Two years ago, we published a blog post focused on the data trap—the concept that while millions of new users in emerging markets were getting online for the first time with affordable smartphones, the price of the mobile data needed to stay online was relatively expensive. Two years later, just as the markets have evolved so has the data trap, especially for mobile users in India. Does the data trap still apply?
As Android rises, prices drop
In 2017, smartphone prices are no longer the barrier they once were in emerging markets. In India, the majority of devices sold are considered affordable, with more than 70 brands priced lower than $100. As new users get online, device affordability is an expectation, which is driving up competition. The demand is even forcing Apple to slash the price of their iPhone 6 in India in half to remain competitive.
The catalyst for this change? Android diversification. Users demand high-quality, feature-rich devices at an affordable price point. Chinese brand Xiaomi has flourished since launching in India in July 2014, developing into the third-largest smartphone brand in India in 2017. Its Redmi 4 recently became the fastest-selling smartphone in India. Xiaomi’s success points to India’s demand for smartphone that don’t sacrifice quality for price.
Buying power is making mobile data cheaper
When we look at the cost of 500 MB of data, it seems that the data trap is alive and well in emerging markets. However, when we look at average minimum wage, it tells a different story. Incomes are rising in these markets, which makes mobile data slightly more affordable. Our assumption that the high price of data is turning people off from buying data at all, is not exactly the 2017 reality.
Indian consumers skipped the desktop generation, jumping directly to mobile phones as their primary internet connection. Indians use mobile devices to access the internet 80% of the time, compared to the average of 50% globally. Mobile data is necessary to get connected, regardless of the price. This demand has driven many operators to reduce data costs, but none more so than Reliance Jio.
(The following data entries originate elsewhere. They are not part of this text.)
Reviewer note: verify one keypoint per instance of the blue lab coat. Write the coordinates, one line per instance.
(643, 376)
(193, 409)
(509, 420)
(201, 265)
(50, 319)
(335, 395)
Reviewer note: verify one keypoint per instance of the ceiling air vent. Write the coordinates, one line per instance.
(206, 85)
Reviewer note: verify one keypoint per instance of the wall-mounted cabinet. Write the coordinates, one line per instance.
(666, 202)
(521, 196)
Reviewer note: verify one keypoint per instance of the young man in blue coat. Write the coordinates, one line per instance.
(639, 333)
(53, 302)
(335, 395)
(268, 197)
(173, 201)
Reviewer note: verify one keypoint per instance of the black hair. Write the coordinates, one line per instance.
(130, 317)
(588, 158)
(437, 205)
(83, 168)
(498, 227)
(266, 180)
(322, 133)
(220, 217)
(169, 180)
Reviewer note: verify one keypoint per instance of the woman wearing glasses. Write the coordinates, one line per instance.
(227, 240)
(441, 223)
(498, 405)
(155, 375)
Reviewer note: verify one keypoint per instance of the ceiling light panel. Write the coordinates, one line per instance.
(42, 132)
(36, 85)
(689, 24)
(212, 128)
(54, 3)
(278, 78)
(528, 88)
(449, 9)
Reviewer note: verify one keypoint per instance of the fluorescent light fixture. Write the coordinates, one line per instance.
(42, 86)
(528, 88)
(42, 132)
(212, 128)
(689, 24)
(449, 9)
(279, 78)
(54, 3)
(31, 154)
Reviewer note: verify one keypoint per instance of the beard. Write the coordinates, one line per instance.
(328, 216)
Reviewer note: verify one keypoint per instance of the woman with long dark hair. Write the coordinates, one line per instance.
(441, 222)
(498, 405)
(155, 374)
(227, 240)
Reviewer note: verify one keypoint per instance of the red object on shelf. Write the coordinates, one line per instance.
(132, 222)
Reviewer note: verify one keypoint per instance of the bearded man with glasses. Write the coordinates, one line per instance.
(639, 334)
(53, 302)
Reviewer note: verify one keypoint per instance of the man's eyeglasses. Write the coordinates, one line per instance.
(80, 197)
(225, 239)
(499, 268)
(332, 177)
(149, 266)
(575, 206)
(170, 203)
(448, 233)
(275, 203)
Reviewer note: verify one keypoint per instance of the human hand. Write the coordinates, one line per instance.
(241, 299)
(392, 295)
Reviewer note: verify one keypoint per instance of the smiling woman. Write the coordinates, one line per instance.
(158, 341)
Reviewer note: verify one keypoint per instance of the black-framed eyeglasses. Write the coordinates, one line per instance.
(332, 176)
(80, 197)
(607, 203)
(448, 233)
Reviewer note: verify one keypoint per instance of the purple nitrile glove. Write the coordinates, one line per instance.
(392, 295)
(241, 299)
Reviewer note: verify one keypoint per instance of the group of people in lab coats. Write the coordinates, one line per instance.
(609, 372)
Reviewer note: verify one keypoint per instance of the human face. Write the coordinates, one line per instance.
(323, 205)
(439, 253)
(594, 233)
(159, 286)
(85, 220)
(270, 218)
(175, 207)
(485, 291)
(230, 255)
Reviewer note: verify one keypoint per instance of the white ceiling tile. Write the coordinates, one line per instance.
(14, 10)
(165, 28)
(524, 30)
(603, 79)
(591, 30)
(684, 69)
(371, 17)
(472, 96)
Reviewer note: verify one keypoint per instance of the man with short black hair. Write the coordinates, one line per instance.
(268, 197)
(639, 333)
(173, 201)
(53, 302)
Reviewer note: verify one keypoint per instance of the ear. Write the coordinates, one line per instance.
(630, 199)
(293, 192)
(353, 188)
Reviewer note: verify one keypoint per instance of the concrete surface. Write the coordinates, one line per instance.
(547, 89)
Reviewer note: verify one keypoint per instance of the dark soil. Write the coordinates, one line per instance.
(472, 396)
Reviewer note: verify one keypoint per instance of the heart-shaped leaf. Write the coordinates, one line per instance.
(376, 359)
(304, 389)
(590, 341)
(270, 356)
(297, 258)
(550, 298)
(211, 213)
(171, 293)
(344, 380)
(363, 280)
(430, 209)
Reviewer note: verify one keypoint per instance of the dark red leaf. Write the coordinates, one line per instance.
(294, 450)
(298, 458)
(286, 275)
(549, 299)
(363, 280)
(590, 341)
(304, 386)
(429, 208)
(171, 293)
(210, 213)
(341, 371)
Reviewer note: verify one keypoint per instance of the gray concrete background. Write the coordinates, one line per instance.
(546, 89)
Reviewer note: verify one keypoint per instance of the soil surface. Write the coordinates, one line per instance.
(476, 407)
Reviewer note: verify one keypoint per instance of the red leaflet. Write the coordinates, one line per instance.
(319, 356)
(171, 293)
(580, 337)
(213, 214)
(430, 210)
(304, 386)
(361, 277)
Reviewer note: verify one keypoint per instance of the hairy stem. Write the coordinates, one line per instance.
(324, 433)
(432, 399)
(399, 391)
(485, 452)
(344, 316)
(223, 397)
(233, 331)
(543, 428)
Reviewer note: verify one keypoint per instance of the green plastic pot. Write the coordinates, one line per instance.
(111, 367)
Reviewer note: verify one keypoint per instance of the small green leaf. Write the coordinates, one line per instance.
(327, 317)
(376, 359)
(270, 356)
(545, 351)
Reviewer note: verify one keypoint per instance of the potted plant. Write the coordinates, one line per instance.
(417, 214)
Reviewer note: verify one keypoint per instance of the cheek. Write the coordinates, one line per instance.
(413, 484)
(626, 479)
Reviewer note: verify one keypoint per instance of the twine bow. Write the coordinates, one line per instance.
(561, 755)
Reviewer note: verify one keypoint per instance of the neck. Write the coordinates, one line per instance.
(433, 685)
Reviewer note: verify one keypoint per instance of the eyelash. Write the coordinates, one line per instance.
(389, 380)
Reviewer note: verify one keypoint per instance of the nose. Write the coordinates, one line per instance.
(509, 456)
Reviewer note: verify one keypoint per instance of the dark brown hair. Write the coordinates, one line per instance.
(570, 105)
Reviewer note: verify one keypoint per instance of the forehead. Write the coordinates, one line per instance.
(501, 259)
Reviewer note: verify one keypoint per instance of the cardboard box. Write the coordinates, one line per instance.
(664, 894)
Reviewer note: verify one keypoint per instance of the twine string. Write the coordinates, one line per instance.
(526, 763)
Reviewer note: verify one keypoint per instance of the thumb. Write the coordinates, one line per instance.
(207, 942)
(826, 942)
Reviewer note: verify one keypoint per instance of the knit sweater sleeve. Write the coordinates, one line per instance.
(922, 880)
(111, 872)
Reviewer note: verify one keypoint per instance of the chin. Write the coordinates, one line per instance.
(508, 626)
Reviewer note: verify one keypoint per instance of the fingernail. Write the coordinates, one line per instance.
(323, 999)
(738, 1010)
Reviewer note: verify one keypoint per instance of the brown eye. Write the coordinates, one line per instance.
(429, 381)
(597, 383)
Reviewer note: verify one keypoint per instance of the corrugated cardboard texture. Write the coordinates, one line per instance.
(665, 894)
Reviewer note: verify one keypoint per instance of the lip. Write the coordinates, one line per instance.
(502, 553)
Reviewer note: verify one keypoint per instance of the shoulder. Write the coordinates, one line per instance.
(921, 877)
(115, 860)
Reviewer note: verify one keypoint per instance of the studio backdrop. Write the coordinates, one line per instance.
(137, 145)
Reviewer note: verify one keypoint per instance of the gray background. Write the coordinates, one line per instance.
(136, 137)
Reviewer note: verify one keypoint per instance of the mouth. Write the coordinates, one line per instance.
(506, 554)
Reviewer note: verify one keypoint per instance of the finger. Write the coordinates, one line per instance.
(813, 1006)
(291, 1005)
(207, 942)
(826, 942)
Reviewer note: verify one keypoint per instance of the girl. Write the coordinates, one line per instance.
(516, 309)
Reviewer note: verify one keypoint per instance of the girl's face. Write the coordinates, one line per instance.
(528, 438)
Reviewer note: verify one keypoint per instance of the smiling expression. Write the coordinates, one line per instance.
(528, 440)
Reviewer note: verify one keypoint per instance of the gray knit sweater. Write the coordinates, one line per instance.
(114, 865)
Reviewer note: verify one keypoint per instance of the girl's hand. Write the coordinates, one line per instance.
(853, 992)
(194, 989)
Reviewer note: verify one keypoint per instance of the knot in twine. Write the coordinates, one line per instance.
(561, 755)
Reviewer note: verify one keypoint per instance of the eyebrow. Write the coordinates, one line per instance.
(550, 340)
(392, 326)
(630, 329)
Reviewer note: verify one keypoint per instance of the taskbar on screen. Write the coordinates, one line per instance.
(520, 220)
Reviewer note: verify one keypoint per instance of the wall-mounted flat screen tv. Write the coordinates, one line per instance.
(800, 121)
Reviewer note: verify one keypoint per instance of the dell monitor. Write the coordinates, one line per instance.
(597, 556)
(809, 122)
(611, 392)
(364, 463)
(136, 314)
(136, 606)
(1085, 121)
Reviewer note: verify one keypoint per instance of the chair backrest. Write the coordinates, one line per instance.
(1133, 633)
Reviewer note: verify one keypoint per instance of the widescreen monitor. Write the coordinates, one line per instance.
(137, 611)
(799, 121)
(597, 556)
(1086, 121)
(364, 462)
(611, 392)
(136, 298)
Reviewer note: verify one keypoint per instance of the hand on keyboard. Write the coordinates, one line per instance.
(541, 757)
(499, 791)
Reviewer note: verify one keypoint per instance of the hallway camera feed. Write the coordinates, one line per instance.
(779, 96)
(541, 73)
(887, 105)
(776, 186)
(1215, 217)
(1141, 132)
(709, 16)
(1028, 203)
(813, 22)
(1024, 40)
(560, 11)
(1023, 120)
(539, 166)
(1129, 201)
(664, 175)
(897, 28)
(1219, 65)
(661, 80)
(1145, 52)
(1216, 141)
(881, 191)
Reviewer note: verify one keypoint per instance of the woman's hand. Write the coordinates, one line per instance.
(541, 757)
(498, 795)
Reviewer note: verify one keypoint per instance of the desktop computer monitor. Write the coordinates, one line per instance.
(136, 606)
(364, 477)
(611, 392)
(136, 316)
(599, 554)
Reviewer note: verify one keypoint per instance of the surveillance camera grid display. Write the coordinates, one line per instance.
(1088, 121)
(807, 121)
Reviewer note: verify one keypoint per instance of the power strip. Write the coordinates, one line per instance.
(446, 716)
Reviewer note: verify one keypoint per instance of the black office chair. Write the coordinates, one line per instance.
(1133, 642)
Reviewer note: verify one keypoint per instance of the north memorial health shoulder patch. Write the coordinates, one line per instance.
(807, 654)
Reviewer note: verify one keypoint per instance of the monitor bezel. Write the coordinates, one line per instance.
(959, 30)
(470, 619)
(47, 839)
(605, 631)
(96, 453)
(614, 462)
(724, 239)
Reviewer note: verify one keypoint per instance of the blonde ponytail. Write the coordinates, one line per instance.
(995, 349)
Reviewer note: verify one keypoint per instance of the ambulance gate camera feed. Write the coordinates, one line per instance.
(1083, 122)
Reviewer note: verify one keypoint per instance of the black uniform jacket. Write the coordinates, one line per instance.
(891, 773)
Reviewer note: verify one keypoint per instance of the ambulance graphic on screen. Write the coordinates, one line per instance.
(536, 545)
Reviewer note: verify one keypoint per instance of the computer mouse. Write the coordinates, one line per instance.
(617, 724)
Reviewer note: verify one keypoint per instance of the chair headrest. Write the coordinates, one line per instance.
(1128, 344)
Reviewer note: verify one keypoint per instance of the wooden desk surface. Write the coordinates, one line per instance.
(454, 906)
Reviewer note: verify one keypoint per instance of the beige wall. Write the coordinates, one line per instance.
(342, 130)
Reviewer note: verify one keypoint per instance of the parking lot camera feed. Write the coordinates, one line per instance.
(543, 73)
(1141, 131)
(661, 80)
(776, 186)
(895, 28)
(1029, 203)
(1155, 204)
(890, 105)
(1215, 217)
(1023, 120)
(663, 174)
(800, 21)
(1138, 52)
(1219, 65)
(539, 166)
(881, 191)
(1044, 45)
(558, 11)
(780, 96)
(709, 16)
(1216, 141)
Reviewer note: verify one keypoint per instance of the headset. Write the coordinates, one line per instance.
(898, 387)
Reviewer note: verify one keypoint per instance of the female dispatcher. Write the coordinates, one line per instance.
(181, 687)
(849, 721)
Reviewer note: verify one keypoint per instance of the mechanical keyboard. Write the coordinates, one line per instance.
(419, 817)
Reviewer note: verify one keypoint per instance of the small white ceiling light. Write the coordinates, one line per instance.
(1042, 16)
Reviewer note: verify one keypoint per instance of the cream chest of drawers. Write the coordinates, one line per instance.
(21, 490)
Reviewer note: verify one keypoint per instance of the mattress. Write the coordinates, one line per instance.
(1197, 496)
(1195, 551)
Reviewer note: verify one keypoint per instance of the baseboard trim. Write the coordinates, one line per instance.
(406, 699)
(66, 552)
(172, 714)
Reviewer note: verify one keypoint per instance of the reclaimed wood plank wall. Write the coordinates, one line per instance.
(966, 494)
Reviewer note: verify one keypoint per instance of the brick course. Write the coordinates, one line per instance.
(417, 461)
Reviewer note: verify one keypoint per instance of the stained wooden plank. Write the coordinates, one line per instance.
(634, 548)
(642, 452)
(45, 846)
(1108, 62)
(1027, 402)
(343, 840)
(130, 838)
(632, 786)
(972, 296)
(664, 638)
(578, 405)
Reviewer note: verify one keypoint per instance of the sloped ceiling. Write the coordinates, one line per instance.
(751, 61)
Jio, a subsidiary of Reliance Industries, launched in India in September 2016. In an unprecedented move, Jio offered users free 4G mobile data. Within the first month, 16m people signed up for the service, faster than any other in the world. As of February this year, the operator has reached 100m users. This disruption has sparked a new data price war in India, forcing other mobile operators to take steps to compete. Idea Cellular and Vodafone India have announced that they are merging, creating India’s largest mobile phone operator. Airtel offered users up to 30 GB of free 4G data. Ultimately, users are benefiting and operators are suffering from reduced margins and competition.
Indian users still data conscious
Despite the data wars, smartphone users in India are still conscious about how much they spend on their data and how they use it. Based on our experiences traveling in-market, we’ve learned a lot about how users change their usage habits based on the price per MB. For example, many users we speak to have either more than one phone, multiple SIM cards in a multi-SIM device, share a device with the rest of their family, or some combination of all three. They do this all in effort to save money, such as using one SIM card for voice calls and another for data. We experienced this many times with Reliance Jio. Many users will have one SIM card from one operator for their voice calls, because that operator offers great deals on voice, then use a Jio SIM for free data.
It’s also quite common for users in India to turn off their cellular data when they’re away from home for a long time. This is also why WhatsApp is so ubiquitous in emerging markets like India—it’s a data-saving way to communicate. Less useful and data efficient apps are relegated to the home, when a wifi connection is available.
Not a data trap, but a data limitation
The data trap no longer blocks users from accessing the apps and content they need online like it did in 2015. 2017’s data trap is more of a data limitation. Users can access the content they need, but the price makes them think twice about how and where they access it. Whether that’s by using multiple SIM cards to get the smartest deal on data or waiting until they’re connected to wifi to use data-sucking apps like Snapchat, emerging market users in 2017 are smarter and more data-conscious than ever before. However, as the demand for mobile data outpaces the drop in data prices, the data trap could develop again.